I liked it, too. The museum relocated from its former cramped quarters in a Victorian brick building in the Village of Southampton to a startlingly elongated shed-like structure with a double hipped roof, set in a vineyard off Montauk Highway in Water Mill. Just looking from the outside at the 34,000-square-foot museum, designed by the Swiss firm Herzog & de Meuron, was enough to give me “museum legs” (that tired feeling you sometimes get from schlepping around looking at art), but in fact, its galleries comprise only 12,000 square feet and are so stimulating and open that it wasn’t fatiguing at all.
I found the art bracing, including the many abstract works, though my conservative preference is for local landscapes and paintings by realist Fairfield Porter and American Impressionist William Merritt Chase. The Parrish has extensive holdings of both in its permanent collection, and each has a dedicated gallery.
Howard Kanovitz’s airbrushed 1974 Hamptons Drive-In is easy enough to appreciate.

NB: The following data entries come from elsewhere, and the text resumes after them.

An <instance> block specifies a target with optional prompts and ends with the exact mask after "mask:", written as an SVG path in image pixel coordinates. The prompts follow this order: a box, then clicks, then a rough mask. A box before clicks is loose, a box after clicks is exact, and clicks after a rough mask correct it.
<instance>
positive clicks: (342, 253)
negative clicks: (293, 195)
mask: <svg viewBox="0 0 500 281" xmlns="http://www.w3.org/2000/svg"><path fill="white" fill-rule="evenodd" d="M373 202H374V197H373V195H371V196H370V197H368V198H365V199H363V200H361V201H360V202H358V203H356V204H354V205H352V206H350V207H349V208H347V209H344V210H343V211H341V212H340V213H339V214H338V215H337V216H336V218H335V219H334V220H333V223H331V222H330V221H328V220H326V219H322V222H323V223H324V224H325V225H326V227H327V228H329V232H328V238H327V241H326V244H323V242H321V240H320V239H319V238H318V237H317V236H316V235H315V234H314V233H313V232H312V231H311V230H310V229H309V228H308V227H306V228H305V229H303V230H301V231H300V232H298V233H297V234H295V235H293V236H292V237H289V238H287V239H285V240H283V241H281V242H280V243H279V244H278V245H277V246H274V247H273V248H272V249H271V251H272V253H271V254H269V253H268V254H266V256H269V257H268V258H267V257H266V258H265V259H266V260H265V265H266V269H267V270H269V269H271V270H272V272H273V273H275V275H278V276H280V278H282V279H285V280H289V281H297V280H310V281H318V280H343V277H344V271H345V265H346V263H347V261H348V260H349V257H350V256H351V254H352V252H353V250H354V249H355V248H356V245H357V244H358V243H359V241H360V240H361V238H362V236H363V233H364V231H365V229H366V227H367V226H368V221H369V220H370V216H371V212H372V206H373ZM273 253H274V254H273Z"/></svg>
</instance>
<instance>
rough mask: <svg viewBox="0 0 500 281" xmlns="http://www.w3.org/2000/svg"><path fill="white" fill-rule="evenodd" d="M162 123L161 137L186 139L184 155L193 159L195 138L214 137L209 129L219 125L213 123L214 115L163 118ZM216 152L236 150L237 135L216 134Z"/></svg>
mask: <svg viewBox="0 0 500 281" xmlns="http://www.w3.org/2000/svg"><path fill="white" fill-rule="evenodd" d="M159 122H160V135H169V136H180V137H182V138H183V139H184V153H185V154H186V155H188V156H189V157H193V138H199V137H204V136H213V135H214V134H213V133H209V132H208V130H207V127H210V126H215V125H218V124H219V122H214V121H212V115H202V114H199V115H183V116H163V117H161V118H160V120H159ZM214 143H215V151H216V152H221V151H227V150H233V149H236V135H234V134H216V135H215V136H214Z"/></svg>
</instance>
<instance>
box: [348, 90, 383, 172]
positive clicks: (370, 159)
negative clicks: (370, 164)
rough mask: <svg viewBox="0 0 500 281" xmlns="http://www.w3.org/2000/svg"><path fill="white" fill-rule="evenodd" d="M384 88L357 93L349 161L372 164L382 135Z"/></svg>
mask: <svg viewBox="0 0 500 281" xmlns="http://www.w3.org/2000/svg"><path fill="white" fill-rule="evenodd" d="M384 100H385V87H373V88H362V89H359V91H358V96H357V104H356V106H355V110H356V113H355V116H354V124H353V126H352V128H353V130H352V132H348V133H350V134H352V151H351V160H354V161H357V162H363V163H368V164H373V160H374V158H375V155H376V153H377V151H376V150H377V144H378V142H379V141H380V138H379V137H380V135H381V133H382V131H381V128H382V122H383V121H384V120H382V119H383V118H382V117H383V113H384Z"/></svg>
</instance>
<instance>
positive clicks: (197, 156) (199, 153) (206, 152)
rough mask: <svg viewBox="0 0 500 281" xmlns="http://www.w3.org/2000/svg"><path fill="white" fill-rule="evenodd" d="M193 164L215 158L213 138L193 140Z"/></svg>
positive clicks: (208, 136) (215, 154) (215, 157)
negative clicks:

Local artist April Gornick’s 1984 Light Before Heat puts me very much in mind of my beloved Louse Point and Accobonac Harbor.
Fairfield Porter’s depiction of rural Calverton, L.I., in the 1950s.
With a pleasant cafe overlooking the grape arbors and an easy-to-swallow admission fee of $10, the Parrish is well worth the stop, coming or going.
I like it, looks like it could have been there a long time.
Down here we’d mistake if for a chicken factory without the small feed silos. There are a lot of these down here and they are actually impressive sharp vernacular shapes rising from the countryside.

“Museum legs” are related to “mall legs.” I’ve got ’em right now. Bigger museums are always exhausting mentally, physically and emotionally, just like malls.
Is this Long Island new urbanism?
Hi Terry, great to hear from you :-) I see the resemblance to those chicken factories. I wonder if the fancy Swiss architecture firm was familiar with them? To answer your new urbanism question seriously (even though I don’t think you meant it in that vein), no, I don’t think so. Isn’t new urbanism an attempt to bring the positives of the city to outlying areas? This building plays on what’s left of its rural surroundings– seems quite the opposite of new urbanism. More like new ruralism.
What nice digital shots on your blog. I also admire William Merritt Chase – American Impressionist Painter paintings. Thanks for including him in your blog.